THE FEMALE BRAIN - A PERSONAL VIEW
by Lady Mary Tovey
'Eternal Woman draws us upward' - Goethe
Many years ago, my mother, talking about my first husband, said 'I am so glad you married someone who is more intelligent than you - just like I did!' Later, my first husband, knowing who my second husband would be, said 'You can't possibly marry such an intellectual!'
My mother was totally convinced that she was inferior to my father and yet, when I look back at her achievements, it makes me very sad that she went through her whole life with this misconception. She brought up three children, a son (born 1938) and twin daughters (Julie and Mary) born seven years later, at the end of the war in 1945.
My mother's skills were many: gardening, cooking, sewing, knitting; most important of all, she brought us up with great love and care. She was a volunteer worker for a local welfare organisation, helping young mothers with sage advice and food supplements. She handled all the finance to do with this. Her sewing was legendary.
She made all the twins' clothes, including beautiful dresses, some of which were smocked - a complicated process of making mini-pleats and then embroidering on top of the pleats in a very intricate pattern. She always had a pair of knitting needles in her hands as she and my father watched television. I still have some of the cardigans and sweaters that she made - she died in 1983, aged 67.
Of course, when you look at the intricacy of following sewing and knitting patterns, it has been shown, and I quote from an article by Doreen Kimura (Professor of Psychology and honorary lecturer in the department of clinical neurological sciences at the University of Western Ontario) in Scientific American 1992 "that women are better on precision manual tasks, that is, those involving fine-motor co-ordination."
The fact that men and women have slightly differently wired brains is, of course, of immense importance to the continuation of the race, but a large proportion of the female population has been given to understand, through the ages, that they are the inferior sex. But with our increasing knowledge of how brains work, we can actually see that men and women use different parts of their brain power to achieve the same ends, and that women are better at some tasks and men better at others, thus constituting a very efficient team for the rearing of offspring.
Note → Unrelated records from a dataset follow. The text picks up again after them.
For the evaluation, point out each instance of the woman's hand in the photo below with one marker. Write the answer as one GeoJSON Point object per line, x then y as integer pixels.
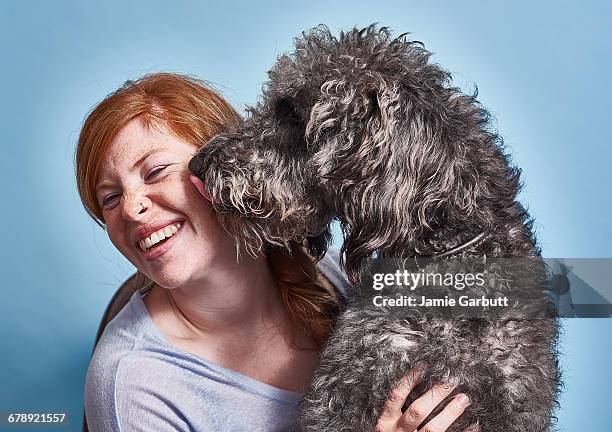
{"type": "Point", "coordinates": [393, 420]}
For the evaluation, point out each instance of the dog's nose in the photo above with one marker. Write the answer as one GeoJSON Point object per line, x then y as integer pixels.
{"type": "Point", "coordinates": [196, 166]}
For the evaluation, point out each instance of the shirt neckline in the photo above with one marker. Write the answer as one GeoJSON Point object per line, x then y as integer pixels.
{"type": "Point", "coordinates": [259, 387]}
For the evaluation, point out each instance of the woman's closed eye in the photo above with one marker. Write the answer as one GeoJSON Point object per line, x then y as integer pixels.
{"type": "Point", "coordinates": [154, 172]}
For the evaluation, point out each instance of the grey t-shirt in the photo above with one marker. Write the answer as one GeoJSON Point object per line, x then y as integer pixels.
{"type": "Point", "coordinates": [138, 381]}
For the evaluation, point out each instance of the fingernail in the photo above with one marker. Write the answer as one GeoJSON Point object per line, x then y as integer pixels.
{"type": "Point", "coordinates": [462, 399]}
{"type": "Point", "coordinates": [196, 166]}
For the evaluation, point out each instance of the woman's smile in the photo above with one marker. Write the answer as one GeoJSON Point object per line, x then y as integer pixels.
{"type": "Point", "coordinates": [160, 240]}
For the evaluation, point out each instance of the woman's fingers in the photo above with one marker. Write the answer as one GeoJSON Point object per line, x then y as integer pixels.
{"type": "Point", "coordinates": [200, 187]}
{"type": "Point", "coordinates": [448, 415]}
{"type": "Point", "coordinates": [423, 406]}
{"type": "Point", "coordinates": [397, 396]}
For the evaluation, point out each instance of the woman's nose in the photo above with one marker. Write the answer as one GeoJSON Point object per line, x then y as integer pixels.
{"type": "Point", "coordinates": [135, 207]}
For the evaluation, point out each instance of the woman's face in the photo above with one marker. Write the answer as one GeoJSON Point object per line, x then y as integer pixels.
{"type": "Point", "coordinates": [153, 213]}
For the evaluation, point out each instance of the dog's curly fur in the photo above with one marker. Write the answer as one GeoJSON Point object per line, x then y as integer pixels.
{"type": "Point", "coordinates": [364, 129]}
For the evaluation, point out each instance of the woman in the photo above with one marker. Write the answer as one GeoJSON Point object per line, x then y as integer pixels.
{"type": "Point", "coordinates": [210, 343]}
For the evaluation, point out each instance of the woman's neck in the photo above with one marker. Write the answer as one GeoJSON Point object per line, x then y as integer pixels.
{"type": "Point", "coordinates": [240, 301]}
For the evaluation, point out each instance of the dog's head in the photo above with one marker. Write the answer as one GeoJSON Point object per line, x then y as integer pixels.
{"type": "Point", "coordinates": [361, 128]}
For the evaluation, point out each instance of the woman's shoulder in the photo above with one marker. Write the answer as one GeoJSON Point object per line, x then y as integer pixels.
{"type": "Point", "coordinates": [126, 371]}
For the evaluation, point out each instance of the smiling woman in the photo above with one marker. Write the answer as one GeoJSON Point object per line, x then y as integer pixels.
{"type": "Point", "coordinates": [206, 331]}
{"type": "Point", "coordinates": [209, 342]}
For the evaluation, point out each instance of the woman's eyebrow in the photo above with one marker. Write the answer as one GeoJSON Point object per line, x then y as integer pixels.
{"type": "Point", "coordinates": [105, 183]}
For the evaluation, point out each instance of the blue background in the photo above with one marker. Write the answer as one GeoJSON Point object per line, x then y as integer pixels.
{"type": "Point", "coordinates": [542, 68]}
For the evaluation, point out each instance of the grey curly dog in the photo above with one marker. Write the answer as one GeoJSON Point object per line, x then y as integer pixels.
{"type": "Point", "coordinates": [363, 129]}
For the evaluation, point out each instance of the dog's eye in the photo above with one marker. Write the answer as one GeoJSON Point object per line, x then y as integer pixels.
{"type": "Point", "coordinates": [285, 111]}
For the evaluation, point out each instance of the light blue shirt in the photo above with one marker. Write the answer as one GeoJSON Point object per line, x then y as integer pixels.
{"type": "Point", "coordinates": [138, 381]}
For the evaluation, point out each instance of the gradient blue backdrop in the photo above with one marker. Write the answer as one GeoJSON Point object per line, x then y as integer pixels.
{"type": "Point", "coordinates": [542, 68]}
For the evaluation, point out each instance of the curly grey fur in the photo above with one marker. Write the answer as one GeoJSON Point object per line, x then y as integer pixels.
{"type": "Point", "coordinates": [363, 128]}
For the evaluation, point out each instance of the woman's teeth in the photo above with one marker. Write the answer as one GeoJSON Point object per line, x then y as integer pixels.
{"type": "Point", "coordinates": [164, 233]}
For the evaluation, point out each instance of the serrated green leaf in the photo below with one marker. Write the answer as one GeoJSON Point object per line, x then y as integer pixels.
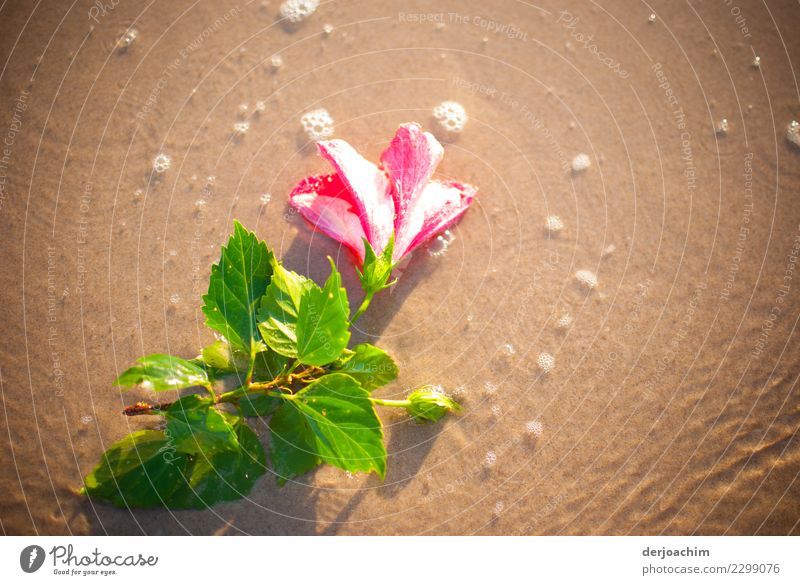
{"type": "Point", "coordinates": [377, 269]}
{"type": "Point", "coordinates": [291, 455]}
{"type": "Point", "coordinates": [223, 359]}
{"type": "Point", "coordinates": [163, 372]}
{"type": "Point", "coordinates": [236, 285]}
{"type": "Point", "coordinates": [277, 313]}
{"type": "Point", "coordinates": [258, 404]}
{"type": "Point", "coordinates": [142, 470]}
{"type": "Point", "coordinates": [370, 366]}
{"type": "Point", "coordinates": [337, 422]}
{"type": "Point", "coordinates": [196, 427]}
{"type": "Point", "coordinates": [223, 476]}
{"type": "Point", "coordinates": [323, 322]}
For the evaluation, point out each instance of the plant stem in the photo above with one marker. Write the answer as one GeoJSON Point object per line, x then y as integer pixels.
{"type": "Point", "coordinates": [395, 403]}
{"type": "Point", "coordinates": [364, 304]}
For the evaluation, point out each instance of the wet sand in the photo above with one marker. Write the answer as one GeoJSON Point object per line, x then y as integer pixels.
{"type": "Point", "coordinates": [673, 405]}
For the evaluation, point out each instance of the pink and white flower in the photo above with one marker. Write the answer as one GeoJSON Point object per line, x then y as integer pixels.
{"type": "Point", "coordinates": [362, 200]}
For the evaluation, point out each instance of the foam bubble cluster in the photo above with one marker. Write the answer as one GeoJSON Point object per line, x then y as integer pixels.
{"type": "Point", "coordinates": [318, 124]}
{"type": "Point", "coordinates": [451, 116]}
{"type": "Point", "coordinates": [161, 163]}
{"type": "Point", "coordinates": [546, 362]}
{"type": "Point", "coordinates": [586, 278]}
{"type": "Point", "coordinates": [553, 224]}
{"type": "Point", "coordinates": [441, 243]}
{"type": "Point", "coordinates": [581, 162]}
{"type": "Point", "coordinates": [534, 428]}
{"type": "Point", "coordinates": [127, 39]}
{"type": "Point", "coordinates": [297, 10]}
{"type": "Point", "coordinates": [564, 321]}
{"type": "Point", "coordinates": [793, 133]}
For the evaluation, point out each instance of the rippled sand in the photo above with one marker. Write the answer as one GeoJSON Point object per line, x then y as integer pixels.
{"type": "Point", "coordinates": [671, 402]}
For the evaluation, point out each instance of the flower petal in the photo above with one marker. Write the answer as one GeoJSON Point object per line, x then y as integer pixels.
{"type": "Point", "coordinates": [410, 160]}
{"type": "Point", "coordinates": [326, 203]}
{"type": "Point", "coordinates": [369, 188]}
{"type": "Point", "coordinates": [439, 206]}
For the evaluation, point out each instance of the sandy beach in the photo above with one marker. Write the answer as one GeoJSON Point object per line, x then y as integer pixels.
{"type": "Point", "coordinates": [620, 327]}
As we find out more about the different skills associated with female/male brains, I am sure that society as a whole will benefit much more by treating and using the inherent skills of both to the advantage of all.
Throughout evolution there have been some very notable female achievers. In Buzan's Book of Genius, six women are noted in the top 100 geniuses - Elizabeth I, Martha Graham, Marie Curie, Maria Montessori, George Eliot (nom de plume of Mary Ann Evans) and Sappho.
Today, there are many more women rising to the top in most professions - lawyers, scientists, pilots, etc., although I have to say that, in my experience, there are still too few women in senior managerial posts in companies. This is a serious lacuna in our social system: just imagine what a woman of the calibre of Elizabeth I could do for one or other of our major corporations! In the words of the Book of Genius:
"The first Queen Elizabeth of England shines by the fact that she not only entered and survived the predominantly masculine political world of the 16th century, but also ultimately ruled and governed it. If Elizabeth's goal was to maintain power, and it was, then childbirth was probably the single most serious health hazard of the age. By this enormous self-restraint she succeeded in staying on the English throne from 1558 to 1603... She left England in a far better state than it had been for centuries beforehand: united, calm, at peace, prosperous and with the immense scientific and literary tradition bequeathed by Francis Bacon, William Shakespeare, Marlowe, Spenser and many others."